RANDOLPH — Three teens living at Randolph Children’s Home are accused of stealing a Randolph Central School District bus and taking it on a joy ride across county lines to Jamestown.
The Cattaraugus County Sheriff’s Office announced Monday that the teens allegedly ran away from the troubled youth residential facility Sunday evening before breaking into the nearby Randolph district elementary school and bus garage and driving off with a 30-passenger school bus.
The bus was recovered Monday morning along the side of the road in Jamestown in Chautauqua County, while the teens were found a few miles away from the abandoned vehicle.
“It’s a pretty bold move to first of all break into a school … let alone on top of that steal a bus and take it for a ride for a few hours and then ditch it,” said Sheriff’s Office Lt. Brandon Walters. “That’s a pretty bold move.”
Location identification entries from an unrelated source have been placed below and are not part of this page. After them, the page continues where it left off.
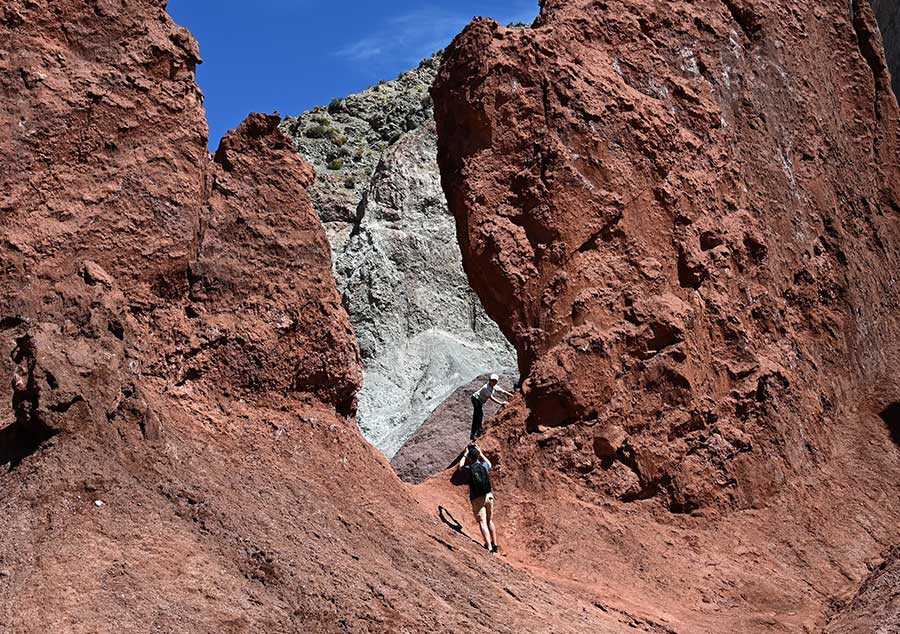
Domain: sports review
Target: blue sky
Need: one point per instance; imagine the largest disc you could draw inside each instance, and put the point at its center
(291, 55)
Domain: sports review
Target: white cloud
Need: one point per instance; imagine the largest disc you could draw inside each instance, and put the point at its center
(409, 37)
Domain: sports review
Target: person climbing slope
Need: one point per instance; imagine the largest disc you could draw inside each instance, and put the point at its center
(475, 466)
(481, 397)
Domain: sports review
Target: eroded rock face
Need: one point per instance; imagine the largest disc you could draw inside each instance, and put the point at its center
(422, 330)
(887, 13)
(677, 248)
(176, 370)
(876, 607)
(441, 438)
(685, 217)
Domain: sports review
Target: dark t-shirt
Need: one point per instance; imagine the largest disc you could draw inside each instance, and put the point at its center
(476, 489)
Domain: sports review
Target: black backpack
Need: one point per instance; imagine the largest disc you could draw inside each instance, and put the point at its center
(479, 480)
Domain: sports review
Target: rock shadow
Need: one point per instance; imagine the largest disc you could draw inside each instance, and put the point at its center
(891, 417)
(21, 439)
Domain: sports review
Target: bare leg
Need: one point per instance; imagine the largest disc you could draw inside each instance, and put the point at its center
(485, 532)
(490, 523)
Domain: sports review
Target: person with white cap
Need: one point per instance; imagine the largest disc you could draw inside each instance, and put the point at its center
(481, 397)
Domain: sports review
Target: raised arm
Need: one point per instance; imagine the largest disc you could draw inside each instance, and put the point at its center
(496, 400)
(484, 458)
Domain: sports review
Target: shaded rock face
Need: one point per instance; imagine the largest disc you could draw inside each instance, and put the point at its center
(422, 330)
(445, 433)
(685, 218)
(876, 607)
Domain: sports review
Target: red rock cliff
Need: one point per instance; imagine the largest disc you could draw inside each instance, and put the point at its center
(176, 372)
(685, 217)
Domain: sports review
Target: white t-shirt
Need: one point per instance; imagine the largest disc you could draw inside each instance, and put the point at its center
(484, 393)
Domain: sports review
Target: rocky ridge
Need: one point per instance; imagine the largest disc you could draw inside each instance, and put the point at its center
(422, 331)
(178, 373)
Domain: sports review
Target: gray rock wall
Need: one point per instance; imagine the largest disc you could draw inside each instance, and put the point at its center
(422, 330)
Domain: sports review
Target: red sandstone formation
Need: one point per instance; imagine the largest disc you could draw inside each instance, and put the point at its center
(686, 217)
(175, 444)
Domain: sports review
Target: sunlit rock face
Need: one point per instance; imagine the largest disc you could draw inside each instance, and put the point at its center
(422, 330)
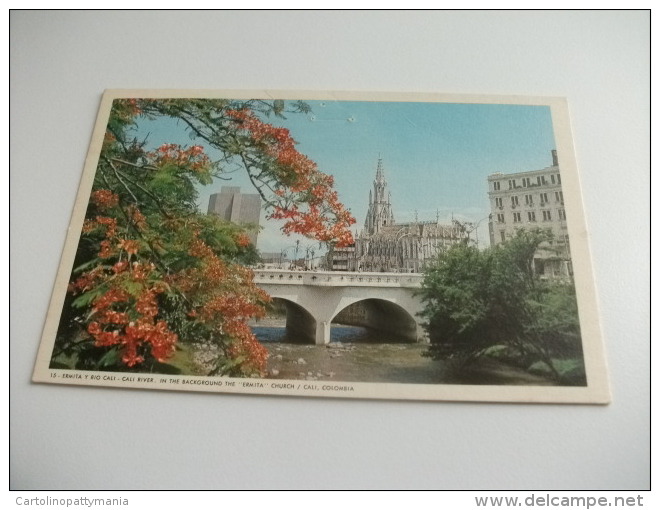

The teens, a 17-year-old male, a 16-year-old male and a 14-year-old female, were all charged with two counts of third-degree burglary, class D felonies; one count of second-degree grand larceny, a class C felony; and one count third-degree criminal mischief, a class E felony.
The 17-year-old was arraigned and is being held in Cattaraugus County Jail on $5,000 bail, while the others were remanded to the East Ferry detention facility with court appearances scheduled for a later date.
A call to Randolph’s Children Home, operated by nonprofit New Directions Youth and Family Services Inc., was not immediately returned Monday evening.
Juveniles who reside at the facility attend Randolph Academy, one of 12 Special Act school districts in the state established for the education of students who reside at child care institutions.
Randolph Children’s Home, Randolph Academy — and the separate Randolph Central School District’s elementary school, high school and bus garage — are all located next to each other on Main Street in Randolph.
According to Walters, the sheriff’s office received reports of break-ins at the elementary school, Gail N. Chapman Elementary School, and adjoining bus garage at 6:14 a.m. Monday. He said the first few bus drivers arriving that morning noticed broken windows. Some minor damage was also discovered in classrooms at the elementary school.
Walters said the teens were located and taken into custody without incident at roughly 7:45 a.m. with the assistance of the Ellicott Police Department. The town of Ellicott is located just outside the city of Jamestown.
The bus was then located at approximately 8:15 a.m. in Jamestown with the help of the Chautauqua County Sheriff’s Office, Walters said.
“I believe it was just parked on the side of the roadway,” he said. “I was told it was in a safe location and was not a traffic hazard.”
While the teens allegedly purposely caused damage to the bus, Walters said they did not get into any traffic accidents while driving it the approximately 15 miles from Randolph to Jamestown.
“You have a 14-year-old, a 16-year-old and a 17-year-old. I don’t know what kind of driving skills that they all have, but anyone that’s not used to driving, let alone a 30-passenger bus — we’re lucky there was no accidents or any other injuries due to this,” he added.
Walters said neither he nor any of his colleagues could recall an incident where juveniles stole a school bus, adding it was treated as a “serious situation” by the sheriff’s office.
“It raises the situation for law enforcement and for the Randolph Children’s Home if you have kids willing to run away from the facility and break into a school and then take a (bus),” he said.